Monday, November 30, 2009

Zachman, Frameworks and EA

This post comes out of a quick, but deep, conversation with @cybersal after the first dinner of the architect irregulars twittergroup at Gopals on 20091125. Other members in attendance were: @richardveryard, @taotwit, @Rsessions, @mattdeacon, and @hstrover. As is often the case, when a bunch of EAs get together, the subject of Frameworks comes up. And whenever we discuss frameworks, the venerable Zachman framework is mentioned. Often with much facial contortion and questions like "How do you actually build it?" or "What are in the interesting bits between the rows?"

And then as @cybersal and I were hoofing it back to Charing Cross - avoiding the crowds where possible, the Framework (at least thinking about the titles of the rows) simply gives a context for discussion. You don't really need the columns. So, for example, when thinking about schemas that business services might use in communication, you are working at "row 3". This tells you as much about what you are NOT supposed to be doing as what you are supposed to be doing. It is a really nice shorthand when one is talking to another EA - since EAs have typically all read or heard John Z. So it isn't about using the Zachman Framework as a "Methodology" (whatever that means) but more of a classification system. If you like a set of membership rules.
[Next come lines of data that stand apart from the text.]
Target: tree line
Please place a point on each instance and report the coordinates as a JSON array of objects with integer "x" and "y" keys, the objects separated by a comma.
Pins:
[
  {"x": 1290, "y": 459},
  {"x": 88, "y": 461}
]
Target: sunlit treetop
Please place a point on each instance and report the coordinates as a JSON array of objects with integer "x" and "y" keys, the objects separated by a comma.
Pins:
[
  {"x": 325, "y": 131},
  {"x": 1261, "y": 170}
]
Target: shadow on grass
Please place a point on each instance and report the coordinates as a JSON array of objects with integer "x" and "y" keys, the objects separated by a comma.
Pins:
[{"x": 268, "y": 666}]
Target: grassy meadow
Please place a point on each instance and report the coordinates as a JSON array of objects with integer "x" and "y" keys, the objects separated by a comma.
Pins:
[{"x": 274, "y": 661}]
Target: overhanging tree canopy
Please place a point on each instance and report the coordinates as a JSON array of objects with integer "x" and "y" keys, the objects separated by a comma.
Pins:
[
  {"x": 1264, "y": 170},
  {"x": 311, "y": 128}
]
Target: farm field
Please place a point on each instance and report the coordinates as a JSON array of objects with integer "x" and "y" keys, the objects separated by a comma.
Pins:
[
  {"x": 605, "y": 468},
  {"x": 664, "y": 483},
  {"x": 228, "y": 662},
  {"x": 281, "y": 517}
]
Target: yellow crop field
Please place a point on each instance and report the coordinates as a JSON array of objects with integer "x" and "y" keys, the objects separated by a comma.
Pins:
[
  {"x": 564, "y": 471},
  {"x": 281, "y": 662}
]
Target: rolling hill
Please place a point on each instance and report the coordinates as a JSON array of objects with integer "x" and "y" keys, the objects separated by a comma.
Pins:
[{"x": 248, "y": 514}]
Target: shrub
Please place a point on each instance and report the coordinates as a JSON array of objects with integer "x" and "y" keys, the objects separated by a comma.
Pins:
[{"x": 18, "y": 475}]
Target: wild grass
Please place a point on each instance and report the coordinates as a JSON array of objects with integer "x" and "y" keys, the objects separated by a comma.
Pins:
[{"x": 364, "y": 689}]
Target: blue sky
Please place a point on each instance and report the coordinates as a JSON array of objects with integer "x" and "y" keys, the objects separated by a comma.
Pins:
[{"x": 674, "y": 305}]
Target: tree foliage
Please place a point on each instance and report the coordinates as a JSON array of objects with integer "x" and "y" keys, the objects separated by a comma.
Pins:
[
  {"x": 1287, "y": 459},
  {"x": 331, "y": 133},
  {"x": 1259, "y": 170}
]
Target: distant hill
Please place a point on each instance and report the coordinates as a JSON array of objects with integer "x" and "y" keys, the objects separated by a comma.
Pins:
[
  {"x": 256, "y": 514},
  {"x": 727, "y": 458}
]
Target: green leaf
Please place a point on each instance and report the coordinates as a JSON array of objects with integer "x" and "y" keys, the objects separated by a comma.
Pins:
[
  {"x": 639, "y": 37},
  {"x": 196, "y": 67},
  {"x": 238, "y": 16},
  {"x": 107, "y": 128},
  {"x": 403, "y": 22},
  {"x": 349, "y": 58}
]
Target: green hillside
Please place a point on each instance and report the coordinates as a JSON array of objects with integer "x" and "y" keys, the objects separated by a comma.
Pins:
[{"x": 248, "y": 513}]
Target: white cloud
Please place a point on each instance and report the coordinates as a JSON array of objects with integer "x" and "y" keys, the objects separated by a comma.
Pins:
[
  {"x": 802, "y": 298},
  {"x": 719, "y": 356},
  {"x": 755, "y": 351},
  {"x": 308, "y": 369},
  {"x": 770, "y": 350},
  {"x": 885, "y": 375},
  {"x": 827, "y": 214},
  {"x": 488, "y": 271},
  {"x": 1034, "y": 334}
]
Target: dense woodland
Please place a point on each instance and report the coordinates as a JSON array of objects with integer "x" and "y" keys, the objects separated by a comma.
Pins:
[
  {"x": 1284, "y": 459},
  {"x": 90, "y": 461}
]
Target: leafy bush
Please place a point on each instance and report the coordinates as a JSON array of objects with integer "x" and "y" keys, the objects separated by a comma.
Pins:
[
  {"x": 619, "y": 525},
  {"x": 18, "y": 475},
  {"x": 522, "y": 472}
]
Now just because you have a set of membership rules, that doesn't mean you have to have the formal club (and if you are Groucho Marx, "I don't care to be a member of any club that would have me as a member" - but I digress). So, no you don't have to instantiate all the rows of the framework and figure out the mappings between them. However you can say to someone, "Come out of Row 4 and think in Row 3." That is in itself a powerful and useful observation, but doesn't really move EA forward much.


Cybersal said...

Chris, nice blog.
Actually I have found that the columns do have some value, too, though sadly our journey was too short to get into this. When looking at Business Architecture, IT folk have a tendency to ignore the right hand 3 columns of the Framework, because they are more comfortable analysing data (or rather things, to be strictly correct) and processes/transformations. So the columns are useful as a checklist for completeness and as a means of nudging people towards appropriate separation of concerns.

Chris Bird said...


Of course you are right. The columns do have great relevance. It's just that I don't see a huge need to instantiate any of the cells. I agree with your "nudging" people towards separation of concerns. And, you know if that's what it does, it's useful. Probably not as revolutionary or insightful as some adherents would like, but valuable nonetheless.